Uso del Genome Shuffling para la producción de ácido poliglutámico.

   
     Uno de los procedimientos más estudiados en microbiología industrial es la obtención de organismos hiperproductores para la obtención de un producto de interés. Un ejemplo podría ser el ácido poli-γ-glutámico o γ-PGA.
El ácido poli-γ-glutámico (γ -PGA) es un polímero microbiano que se sintetiza dentro de la célula a través de diversos enlaces entre los residuos de ácido glutámico. Dicho compuesto es comestible, biocompatible, biodegradable y no es tóxico, por lo que se ha convertido en un prometedor biomaterial con aplicaciones potenciales en la industria, la agricultura, la medicina, la alimentación, los cosméticos y el tratamiento del agua.
El objetivo de este experimento (llevado a cabo por Zeng W et al y publicado en Microbial Biotechnology en el año 2016) es obtener cepas mutantes hiperproductoras de γ -PGA, mediante la técnica del barajeo de genomas, la cual mejora sus características microbianas industriales. Se trata de un método que combina genomas de varios organismos mediante varias rondas de fusión de sus distintos genomas con el fin de obtener un organismo superproductor. Para este estudio, se desarrolló una cepa de B. subtilis GXA-28 en la cual se examinó el rendimiento de γ-PGA y se realizó un análisis metabólico de la biosíntesis de γ-PGA, con el fin de ver si el método del Genome Shuffling es útil para obtener hiperproductores de dicho polímero.

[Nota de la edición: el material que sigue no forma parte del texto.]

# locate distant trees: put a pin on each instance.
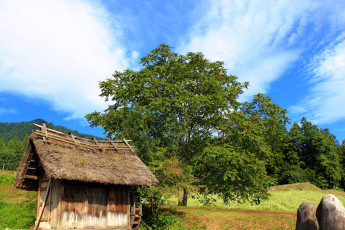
(188, 107)
(313, 155)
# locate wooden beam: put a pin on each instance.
(130, 147)
(43, 206)
(31, 177)
(96, 142)
(113, 144)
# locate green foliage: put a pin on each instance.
(6, 179)
(158, 220)
(319, 156)
(176, 102)
(20, 215)
(236, 175)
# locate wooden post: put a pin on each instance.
(43, 206)
(130, 147)
(113, 144)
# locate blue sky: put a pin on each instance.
(53, 54)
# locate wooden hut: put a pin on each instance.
(82, 183)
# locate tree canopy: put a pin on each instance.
(183, 113)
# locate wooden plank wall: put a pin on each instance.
(92, 206)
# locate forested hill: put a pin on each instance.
(20, 129)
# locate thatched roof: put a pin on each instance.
(67, 157)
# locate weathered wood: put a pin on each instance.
(113, 144)
(96, 143)
(43, 206)
(74, 141)
(130, 147)
(31, 177)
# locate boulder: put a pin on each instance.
(306, 217)
(331, 213)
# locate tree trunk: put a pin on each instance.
(182, 197)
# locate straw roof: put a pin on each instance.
(67, 157)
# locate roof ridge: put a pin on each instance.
(93, 144)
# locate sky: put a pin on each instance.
(53, 54)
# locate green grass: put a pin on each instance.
(283, 198)
(17, 207)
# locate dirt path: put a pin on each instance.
(219, 219)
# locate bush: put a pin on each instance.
(6, 179)
(21, 215)
(158, 220)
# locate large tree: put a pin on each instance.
(179, 103)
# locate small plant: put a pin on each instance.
(6, 179)
(159, 219)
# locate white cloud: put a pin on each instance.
(256, 40)
(324, 103)
(6, 110)
(59, 51)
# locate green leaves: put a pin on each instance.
(236, 174)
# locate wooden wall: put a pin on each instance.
(81, 205)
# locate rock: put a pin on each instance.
(331, 213)
(306, 217)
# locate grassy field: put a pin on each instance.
(279, 212)
(18, 208)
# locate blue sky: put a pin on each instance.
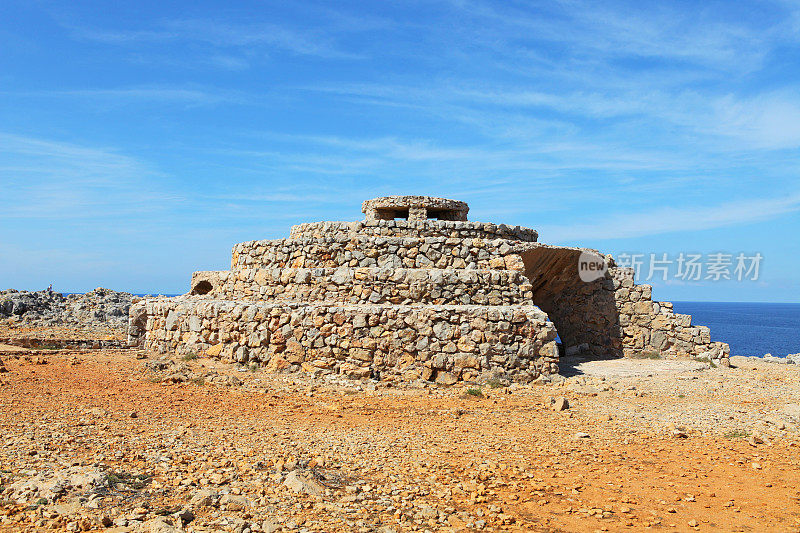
(140, 141)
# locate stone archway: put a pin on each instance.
(585, 314)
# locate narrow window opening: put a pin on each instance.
(202, 287)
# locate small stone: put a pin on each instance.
(557, 404)
(302, 484)
(445, 378)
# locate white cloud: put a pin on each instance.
(669, 220)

El primer inconveniente del estudio es, por tanto, obtener organismos modificados genéticamente para la superproducción del polímero. ¿Cómo puede llevarse a cabo este proceso? Mediante un proceso basado en 6 etapas que se podrían resumir en realizar mutaciones, fusionar genomas y realizar un cribado de los microorganismos más productores. En primer lugar, es necesario mutagenizar la cepa silvestre (por ejemplo, mediante radiación UV). Posteriormente, preparar los protoplastos (que son organismos que carecen de pared celular) con el fin de que sea más fácil la incorporación de ADN en ellos. Finalmente, se seleccionan las cepas que más rendimiento presenten (tras haber aplicado la mutación) y se fusionan sus genomas (este es el fundamento del Genome Shuffling). Este proceso se realizó diversas veces, seleccionando cada vez individuos de la nueva generación hasta que se llegó a la generación 3 de cepas mutantes, o como lo llamaremos a partir de ahora, F3.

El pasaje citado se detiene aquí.